Tente «O Poder e o Povo» de Pulido Valente.

Ega disse...

João Gonçalves tem razão. Nada como um bom livro de História para estudar a Monarquia.
Sobretudo porque o futuro faz parte da História, embora eu suspeite que para ele não.

Nuno Castelo-Branco disse...

Não perdi tempo algum, João, pois se respondi ao post, tal se deve ao respeito que mereces. O trabalho de informação que prestas é inigualável, gostem ou não gostem do teu posicionamento. Até me agradam estas picardias que ao longo dos anos se foram perdendo ou plastificando em palmadinhas nas costas e outras coisas bem piores. Como sabes, da polémica faz-se a a luz. A opção presidencialista é tão legítima como qualquer outra, embora no Portugal sidonista - e já com uma fraca tentativa nos tempos do Pimenta de Castro -, tenha tido um resultado que é no mínimo, discutível. Há quem pense que bem escondida na Constituição de 33, estava um presidencialismo envergonhado, como a sucessão de Salazar pareceu indiciar. Longa conversa. No entanto, creio que os problemas não advirão desta ou daquela personalidade - e neste mundo dos políticos que temos, Cavaco não é nem de longe, dos piores -, mas sim do edifício constitucional e de tudo aquilo que pressupõe: organização territorial com uma absurda miríade de coutos da partidocracia, confusas normas programáticas e também uma total discrepância entre aquilo que o Estado deveria ser e a realidade que temos. Tudo o mais talvez venha "por arrasto".

Abraço,

Nuno

* Também gosto de história e é indiferente a filiação do autor, desde que seja sério e cativante. Até é com um certo prazer em que leio obras onde a manipulação, de tão graciosamente criada, se torna arte. Por exemplo, neste momento estou a ler a 2ª GM do Gilbert. Diluviano em termos de factos, mas com uma interpretação muito parcial dos mesmos, relatando-os sem tudo dizer e que não convenha à posição britânica. Um bom escritor, sem dúvida. Isto é válido para republicanos, monárquicos, etc.
Há que ter a visão de conjunto que permita uma avaliação afastada da preferência individual. Não é fácil.

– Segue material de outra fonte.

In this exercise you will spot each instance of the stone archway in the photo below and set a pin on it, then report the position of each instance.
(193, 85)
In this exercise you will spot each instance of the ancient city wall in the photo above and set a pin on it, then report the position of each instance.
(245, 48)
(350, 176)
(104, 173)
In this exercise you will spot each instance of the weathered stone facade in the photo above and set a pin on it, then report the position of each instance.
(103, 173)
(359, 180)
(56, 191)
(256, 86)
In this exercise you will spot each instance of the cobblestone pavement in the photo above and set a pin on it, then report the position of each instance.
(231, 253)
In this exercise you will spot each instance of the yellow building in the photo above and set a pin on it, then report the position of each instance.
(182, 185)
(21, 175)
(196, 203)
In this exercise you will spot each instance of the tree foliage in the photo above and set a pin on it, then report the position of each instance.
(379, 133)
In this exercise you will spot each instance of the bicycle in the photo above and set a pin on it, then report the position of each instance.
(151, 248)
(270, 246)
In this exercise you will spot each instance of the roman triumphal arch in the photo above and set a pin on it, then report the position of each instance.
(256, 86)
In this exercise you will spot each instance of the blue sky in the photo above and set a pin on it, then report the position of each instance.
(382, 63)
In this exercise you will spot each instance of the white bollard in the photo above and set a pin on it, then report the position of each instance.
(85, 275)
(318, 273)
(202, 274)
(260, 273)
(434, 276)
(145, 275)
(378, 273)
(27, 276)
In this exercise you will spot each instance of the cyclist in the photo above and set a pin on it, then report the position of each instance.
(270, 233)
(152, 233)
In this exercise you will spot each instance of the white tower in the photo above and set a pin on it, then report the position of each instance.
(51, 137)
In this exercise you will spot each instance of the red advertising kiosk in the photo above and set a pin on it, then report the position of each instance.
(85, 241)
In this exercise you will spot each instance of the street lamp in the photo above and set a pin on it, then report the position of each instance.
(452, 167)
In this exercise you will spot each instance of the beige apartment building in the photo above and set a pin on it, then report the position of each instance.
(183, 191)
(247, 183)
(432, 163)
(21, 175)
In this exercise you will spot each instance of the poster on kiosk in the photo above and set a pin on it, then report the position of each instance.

Nuno Castelo-Branco disse...

Não perdi tempo algum, João, pois se respondi ao post, tal se deve ao respeito que mereces. O trabalho de informação que prestas é inigualável, gostem ou não gostem do teu posicionamento. Até me agradam estas picardias que ao longo dos anos se foram perdendo ou plastificando em palmadinhas nas costas e outras coisas bem piores. Como sabes, da polémica faz-se a a luz. A opção presidencialista é tão legítima como qualquer outra, embora no Portugal sidonista - e já com uma fraca tentativa nos tempos do Pimenta de Castro -, tenha tido um resultado que é no mínimo, discutível. Há quem pense que bem escondida na Constituição de 33, estava um presidencialismo envergonhado, como a sucessão de Salazar pareceu indiciar. Longa conversa. No entanto, creio que os problemas não advirão desta ou daquela personalidade - e neste mundo dos políticos que temos, Cavaco não é nem de longe, dos piores -, mas sim do edifício constitucional e de tudo aquilo que pressupõe: organização territorial com uma absurda miríade de coutos da partidocracia, confusas normas programáticas e também uma total discrepância entre aquilo que o Estado deveria ser e a realidade que temos. Tudo o mais talvez venha "por arrasto".

Abraço,

Nuno

Nuno Castelo-Branco disse...

* Também gosto de história e é indiferente a filiação do autor, desde que seja sério e cativante. Até é com um certo prazer em que leio obras onde a manipulação, de tão graciosamente criada, se torna arte. Por exemplo, neste momento estou a ler a 2ª GM do Gilbert. Diluviano em termos de factos, mas com uma interpretação muito parcial dos mesmos, relatando-os sem tudo dizer e que não convenha à posição britânica. Um bom escritor, sem dúvida. Isto é válido para republicanos, monárquicos, etc.
Há que ter a visão de conjunto que permita uma avaliação afastada da preferência individual. Não é fácil.